In my deadline-day post, I noted that $16,000 of Milne’s $42K was thanks to his connection to the Boies family, whose paterfamilias, David Boies, is a high-powered Washington attorney. His son, David Boies III, was a college roommate of Milne’s and is currently his business partner in a real estate development firm.
I was wrong. Let’s make that $20,000 in Boies-related cash. Two of the $2,000 donors on Milne’s reports are Timothy Battin and Rebecca Anderson. They are married, or at least an established couple, and he is a partner in daddy Boies’ law firm.
For those keeping score, that’s almost half of all Milne’s money coming from his Boies connection.
It might be even more. There are some common surnames on Milne’s max-money list, and those are tough to pin down via The Google. Any could have an undiscovered Boies tie. They include: John S. Edwards III and Mark Williams of California and Mark Sutton of Arizona. There’s also a New Jersey corporation, AJI, LLC, which I couldn’t positively identify.

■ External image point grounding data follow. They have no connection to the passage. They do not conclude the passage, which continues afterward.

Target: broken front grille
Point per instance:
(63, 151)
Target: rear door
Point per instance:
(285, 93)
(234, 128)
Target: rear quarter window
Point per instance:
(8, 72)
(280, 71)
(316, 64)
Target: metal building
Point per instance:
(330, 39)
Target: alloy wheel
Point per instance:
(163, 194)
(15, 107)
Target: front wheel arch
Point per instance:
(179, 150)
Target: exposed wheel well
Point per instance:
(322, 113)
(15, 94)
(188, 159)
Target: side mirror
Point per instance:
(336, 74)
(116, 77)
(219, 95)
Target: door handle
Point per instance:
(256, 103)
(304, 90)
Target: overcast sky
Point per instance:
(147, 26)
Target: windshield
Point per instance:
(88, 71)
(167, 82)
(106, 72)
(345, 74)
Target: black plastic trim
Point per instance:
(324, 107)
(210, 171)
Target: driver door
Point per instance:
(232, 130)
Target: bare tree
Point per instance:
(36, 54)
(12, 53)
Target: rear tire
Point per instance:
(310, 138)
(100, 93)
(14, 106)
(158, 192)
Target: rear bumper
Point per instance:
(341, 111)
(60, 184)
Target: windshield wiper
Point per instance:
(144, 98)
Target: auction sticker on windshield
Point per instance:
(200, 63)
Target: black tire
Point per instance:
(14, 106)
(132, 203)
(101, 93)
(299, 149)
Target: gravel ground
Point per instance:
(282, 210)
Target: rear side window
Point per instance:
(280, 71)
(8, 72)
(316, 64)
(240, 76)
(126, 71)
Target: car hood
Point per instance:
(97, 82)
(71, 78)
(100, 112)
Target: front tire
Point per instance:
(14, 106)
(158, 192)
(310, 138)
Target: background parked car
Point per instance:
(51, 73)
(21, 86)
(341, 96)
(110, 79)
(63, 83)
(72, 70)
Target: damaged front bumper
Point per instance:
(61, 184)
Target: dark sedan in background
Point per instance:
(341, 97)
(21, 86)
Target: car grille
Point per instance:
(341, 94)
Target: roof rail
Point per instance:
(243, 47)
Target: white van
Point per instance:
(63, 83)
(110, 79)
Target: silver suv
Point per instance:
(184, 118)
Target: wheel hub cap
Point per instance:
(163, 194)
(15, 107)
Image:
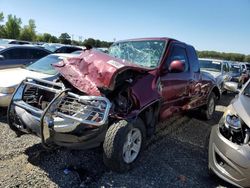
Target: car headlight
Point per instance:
(231, 119)
(7, 90)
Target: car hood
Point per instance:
(93, 70)
(235, 74)
(213, 73)
(12, 77)
(242, 107)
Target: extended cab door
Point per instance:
(174, 86)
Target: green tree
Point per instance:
(1, 26)
(46, 37)
(12, 27)
(28, 32)
(65, 38)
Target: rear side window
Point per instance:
(179, 53)
(16, 53)
(193, 59)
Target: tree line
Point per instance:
(225, 56)
(13, 29)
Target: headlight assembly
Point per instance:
(7, 90)
(231, 119)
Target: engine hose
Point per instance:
(246, 140)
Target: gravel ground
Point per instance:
(175, 157)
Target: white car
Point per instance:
(10, 78)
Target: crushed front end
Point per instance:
(58, 115)
(229, 149)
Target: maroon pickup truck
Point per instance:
(114, 99)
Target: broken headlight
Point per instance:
(232, 121)
(7, 90)
(233, 128)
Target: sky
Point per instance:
(219, 25)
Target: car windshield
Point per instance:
(235, 69)
(52, 47)
(210, 65)
(143, 53)
(44, 65)
(4, 41)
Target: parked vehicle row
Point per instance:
(98, 98)
(18, 55)
(116, 99)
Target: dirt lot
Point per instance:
(175, 157)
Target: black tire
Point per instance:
(115, 139)
(206, 111)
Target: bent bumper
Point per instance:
(229, 161)
(67, 120)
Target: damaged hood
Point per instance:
(92, 70)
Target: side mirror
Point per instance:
(232, 86)
(2, 57)
(176, 66)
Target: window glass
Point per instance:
(178, 53)
(15, 53)
(210, 65)
(225, 67)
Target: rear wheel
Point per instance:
(208, 110)
(123, 144)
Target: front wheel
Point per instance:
(123, 144)
(208, 110)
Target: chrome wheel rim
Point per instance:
(132, 145)
(211, 106)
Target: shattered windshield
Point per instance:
(143, 53)
(235, 69)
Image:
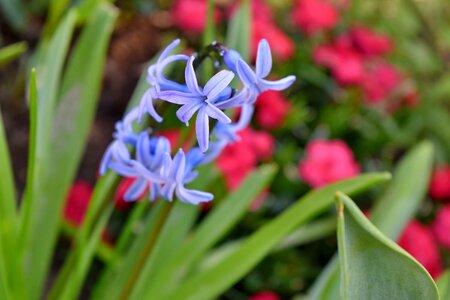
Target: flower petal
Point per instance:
(136, 190)
(217, 84)
(263, 59)
(186, 112)
(177, 97)
(168, 49)
(215, 113)
(245, 73)
(202, 129)
(190, 77)
(277, 85)
(193, 196)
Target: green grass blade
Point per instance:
(210, 284)
(443, 284)
(395, 208)
(374, 267)
(9, 53)
(14, 12)
(216, 225)
(239, 30)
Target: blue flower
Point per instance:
(177, 173)
(254, 82)
(207, 101)
(159, 82)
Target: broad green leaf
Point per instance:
(391, 213)
(219, 222)
(372, 266)
(239, 30)
(210, 284)
(11, 52)
(14, 12)
(405, 192)
(443, 284)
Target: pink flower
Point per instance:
(380, 82)
(190, 15)
(369, 42)
(271, 109)
(418, 241)
(280, 43)
(122, 188)
(441, 226)
(347, 66)
(313, 16)
(265, 295)
(327, 162)
(77, 202)
(238, 159)
(439, 188)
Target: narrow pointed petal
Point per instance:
(106, 159)
(168, 49)
(146, 105)
(177, 97)
(245, 73)
(263, 59)
(193, 196)
(215, 113)
(190, 77)
(136, 189)
(217, 84)
(202, 129)
(277, 85)
(186, 112)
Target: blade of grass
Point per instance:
(210, 284)
(239, 30)
(11, 52)
(399, 203)
(216, 225)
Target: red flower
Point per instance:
(312, 16)
(369, 42)
(265, 295)
(190, 15)
(77, 202)
(121, 190)
(439, 188)
(327, 162)
(380, 82)
(418, 241)
(441, 226)
(271, 109)
(238, 159)
(281, 44)
(345, 63)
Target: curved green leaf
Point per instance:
(211, 283)
(374, 267)
(391, 213)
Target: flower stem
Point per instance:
(147, 251)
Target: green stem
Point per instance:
(147, 250)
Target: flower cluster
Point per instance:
(147, 158)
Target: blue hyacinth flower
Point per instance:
(177, 173)
(254, 82)
(207, 101)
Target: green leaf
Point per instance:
(406, 191)
(391, 213)
(11, 52)
(14, 12)
(219, 222)
(211, 283)
(443, 284)
(372, 266)
(239, 30)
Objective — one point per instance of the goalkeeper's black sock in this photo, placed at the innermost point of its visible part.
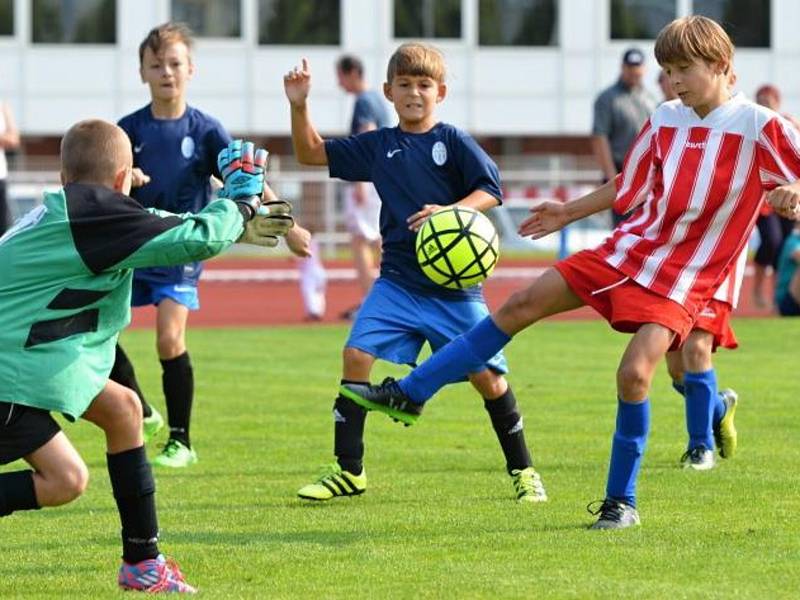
(507, 423)
(135, 493)
(178, 383)
(348, 437)
(17, 492)
(122, 372)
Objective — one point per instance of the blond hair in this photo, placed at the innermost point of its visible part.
(167, 33)
(416, 58)
(693, 37)
(93, 151)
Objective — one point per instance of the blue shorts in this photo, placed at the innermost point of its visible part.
(144, 293)
(393, 323)
(788, 307)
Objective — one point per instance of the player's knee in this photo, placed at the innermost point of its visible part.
(71, 483)
(170, 344)
(356, 360)
(488, 383)
(633, 381)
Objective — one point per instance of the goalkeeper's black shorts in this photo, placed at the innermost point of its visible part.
(23, 430)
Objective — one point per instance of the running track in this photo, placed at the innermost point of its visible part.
(266, 292)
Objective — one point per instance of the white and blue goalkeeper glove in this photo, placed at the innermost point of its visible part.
(242, 169)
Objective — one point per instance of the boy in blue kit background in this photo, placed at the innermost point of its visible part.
(175, 148)
(416, 167)
(174, 155)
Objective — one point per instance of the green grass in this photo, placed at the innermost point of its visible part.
(438, 519)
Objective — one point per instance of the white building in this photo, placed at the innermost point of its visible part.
(497, 85)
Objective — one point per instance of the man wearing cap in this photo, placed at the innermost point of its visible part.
(619, 113)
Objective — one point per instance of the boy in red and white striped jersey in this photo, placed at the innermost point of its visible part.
(693, 181)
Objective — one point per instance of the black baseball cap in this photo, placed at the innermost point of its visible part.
(633, 57)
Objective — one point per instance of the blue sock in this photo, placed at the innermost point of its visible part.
(701, 397)
(468, 353)
(633, 423)
(719, 409)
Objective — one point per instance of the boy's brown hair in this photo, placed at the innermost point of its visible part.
(93, 151)
(419, 59)
(167, 33)
(693, 37)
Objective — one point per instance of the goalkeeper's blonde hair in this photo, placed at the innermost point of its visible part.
(94, 151)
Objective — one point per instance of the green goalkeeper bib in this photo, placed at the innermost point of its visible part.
(65, 286)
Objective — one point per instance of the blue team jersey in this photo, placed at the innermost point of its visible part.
(179, 155)
(409, 170)
(369, 108)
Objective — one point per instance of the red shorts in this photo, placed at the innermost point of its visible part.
(715, 318)
(625, 304)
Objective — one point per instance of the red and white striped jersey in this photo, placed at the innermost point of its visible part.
(729, 290)
(695, 186)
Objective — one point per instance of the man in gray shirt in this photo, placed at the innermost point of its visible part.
(619, 113)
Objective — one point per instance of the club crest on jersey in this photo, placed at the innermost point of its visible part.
(187, 147)
(439, 153)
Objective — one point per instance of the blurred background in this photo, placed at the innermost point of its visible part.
(523, 76)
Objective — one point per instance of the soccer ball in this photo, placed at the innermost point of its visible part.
(457, 247)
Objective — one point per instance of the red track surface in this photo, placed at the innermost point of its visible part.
(268, 303)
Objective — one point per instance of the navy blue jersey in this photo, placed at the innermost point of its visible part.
(410, 170)
(179, 155)
(369, 108)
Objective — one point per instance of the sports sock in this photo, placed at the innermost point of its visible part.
(17, 492)
(348, 432)
(701, 396)
(507, 424)
(134, 491)
(467, 353)
(178, 383)
(630, 438)
(122, 372)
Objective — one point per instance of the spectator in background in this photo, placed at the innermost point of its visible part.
(9, 139)
(362, 204)
(619, 113)
(787, 290)
(666, 87)
(772, 229)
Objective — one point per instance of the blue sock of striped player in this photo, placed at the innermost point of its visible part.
(701, 398)
(467, 353)
(630, 438)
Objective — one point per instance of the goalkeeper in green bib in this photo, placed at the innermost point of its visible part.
(65, 287)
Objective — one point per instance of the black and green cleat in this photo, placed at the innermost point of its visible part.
(386, 397)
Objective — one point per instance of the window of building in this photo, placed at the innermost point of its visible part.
(210, 18)
(299, 22)
(427, 18)
(6, 17)
(69, 22)
(640, 19)
(746, 21)
(518, 22)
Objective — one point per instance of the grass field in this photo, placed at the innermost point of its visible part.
(438, 519)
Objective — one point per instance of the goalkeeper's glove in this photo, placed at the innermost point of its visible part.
(273, 219)
(242, 169)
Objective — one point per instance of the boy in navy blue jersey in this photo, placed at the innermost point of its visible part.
(175, 147)
(417, 167)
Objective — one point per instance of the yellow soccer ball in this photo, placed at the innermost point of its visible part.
(457, 247)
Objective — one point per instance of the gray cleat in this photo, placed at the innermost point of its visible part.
(614, 514)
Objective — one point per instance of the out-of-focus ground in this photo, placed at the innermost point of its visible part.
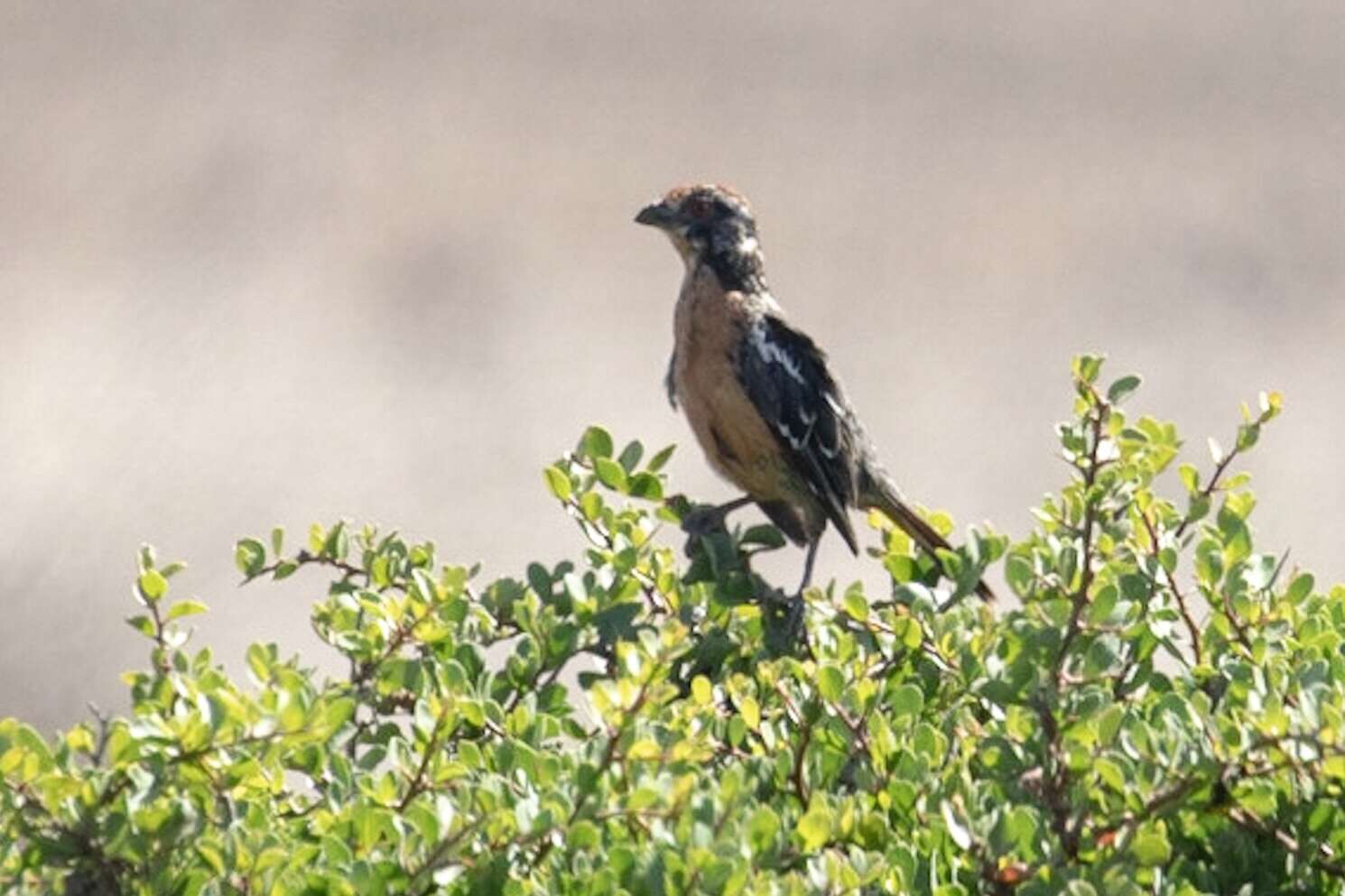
(283, 263)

But here’s something about Sutton. He is owner of Meridian Engineering, which also gave $2,000 to Milne for Governor. And here’s a possibly unrelated note from a recent Milne profile by The Freeploid’s Terri Hallenbeck:
He was living in Arizona in 1987, working as a field engineer for an electronics firm and starting a family, when his parents talked him into returning to Vermont and buying part of their travel agency.
So 18 years ago Milne was working “as a field engineer” in Arizona and now he’s pulled in $4,000 from a guy who owns an engineering firm in Arizona. That’s a stretch, but it makes more sense than “Some random dude gave Scott Milne four G’s.”
There’s reason to believe that Milne has received as much as three-quarters of his money from his well-tended Rolodex. He certainly hasn’t scored in his own home state; he’s raised roughly $10,000 from Vermonters. That’d be a nice total for a State Senate candidate, but it’s downright pathetic for a major-party gubernatorial hopeful. It’s surprising – shocking – to me that he hasn’t done better in-state. Even as a political outsider, an established businessman should have a lot of friends and associates who could be counted on to open their checkbooks. But no, not at all. And it seems obvious that the Republican establishment is giving him the cold shoulder.
As for Milne’s appeal to The Little Guy, he has raised a paltry $1,060 in gifts of under $100 from a whopping total of 24 separate donors. Not exactly evidence of a groundswell-in-the-making.
Maybe this is all part of His Big Plan, as Milne continues to insist. Maybe he turned to his old pals and partners to jumpstart his campaign, and now he’s cranking up the engine on his in-state machine.
Maybe. But I doubt it. And if that is, indeed, his plan, then it’s far too little and way too late.